Increasingly I find myself thinking of– no doubt because of the influence of Morton –OOO in ecological terms. As I think is very evident in all of my work, I have always been a very process-oriented, relational, and ecological thinker. Spinoza and Whitehead, for example, were among the first philosophers I discovered in high school, quickly followed by Heidegger’s Being and Time, whose account of world as a relational structure of references fascinated me from the start. In this respect, coming around to Graham’s object-oriented ontology was a titanic shift in my own thought. Indeed, the debate between relation and substance was the theme of our epic email discussion a couple of years ago. Needless to say, Graham kicked my ass in that debate, an admission that those who have argued with me on the blog or at conferences, I think, people can appreciate.

What, then, is ecology within an object-oriented framework? As I think through Morton’s project of dark ecology and how I’d like to take it up as my own project, I’m struck first of all by how he challenges sacred cows of ecology such as the thesis that nature exists. Morton’s thesis, as I understand it, is not that everything is culture (the thesis of Modernity that divides between nature and culture), but rather that there is “no out-of-field”). This comes out with great clarity in The Ecological Thought, where he argues that we are perpetually embroiled in ecological relations that prevent us from saying or arguing that nature is something “out there”, “over there”, that we can go to on weekends when we wish to go rock climbing. Instead, what we have as a field of immanence.

However, when Morton’s thought is pushed to its extreme– especially his claims about strange strangers –I believe that he is making a profound claim about the non-relationality of relations. Objects or substances enter into relations, but they are not constituted by their relations. This way of viewing the strange strangers that become ever the more stranger the more we know them, that withdraw all the more the more they’re related to, is already suggested in Morton’s early Derrideanism. For there, in Morton’s thesis that ecological relations are deconstructable, we implicitly encounter attention to the fact that every strange stranger exceeds every horizon of relations within which it finds itself, functioning as a sort of ontological turbulence that has the potential to disrupt any mesh of relations.

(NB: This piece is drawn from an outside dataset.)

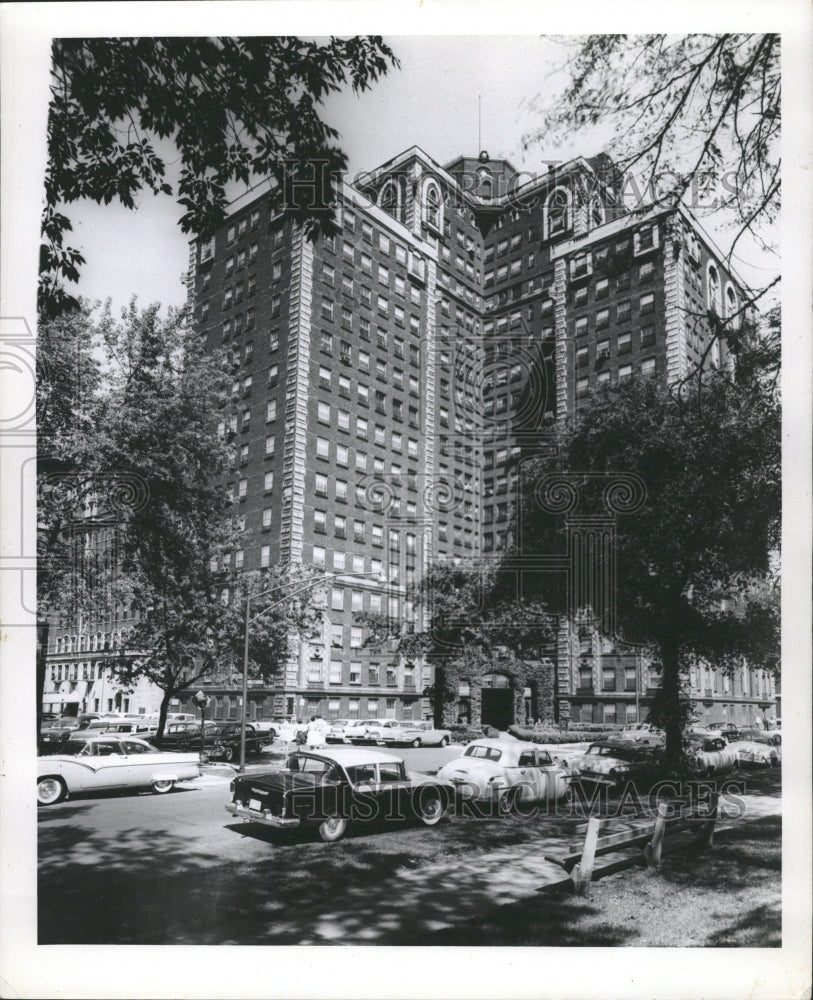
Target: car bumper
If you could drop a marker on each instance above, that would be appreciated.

As I think through all of this, I wonder whether the darkest darkness of Morton’s dark ecology doesn’t lie in the implicit assertion of the autonomy of substances. In certain respects, this already comes out in Morton’s critique of what he calls “beautiful soul syndrome” in his early work. Far from a relationist perspective, dark ecology would be a position that attends as rigorously as possible to meshes of exo-relations or what I call regimes of attraction, while simultaneously emphasizing that every substance harbors the volcanic power of exceeding all its relations, of disrupting all ecologies, of overturning all harmonies. This, I believe, is already suggested by Morton’s Darwinism– and I’d love to write a book with him some day on Darwin as a revolutionary philosophical thinker –where free floating, nomadic, and mobile differences embodied in an organism can overturn all established ecological relations (ecology has yet to catch up with Darwin, that profound thinker of substance, as paradoxical as that might sound). And here the darkest reaches of dark ecology would lie in the thesis that the relationism and process oriented that current haunts ecological thought is a symptom or a response to the horror at the thought that all substances harbor within themselves the possibility of disrupting all ecological relations, all harmonies, all temporarily stabilized systems, setting them in motion and forcing them to become. In Lacanian terms, the dominant trends in ecological thoughts would be attempts to fill in the void or the empty place embodied by every substance, denying the volcanic powers hidden in substances. A mature ecology (i.e., a dark ecology) would give up on this comforting myth of the related and processual, recognizing the unwisdom of nature (as Nietzsche noted at the beginning of Beyond Good and Evil), the waste of nature, or that which contains within it the possibility of disrupting all networks. As such, it would denounce all ludditry, all primitivism, and become capable of tracking those strange strangers that disrupt all networks and of imagining the composition of networks without reference to the artificial and the natural.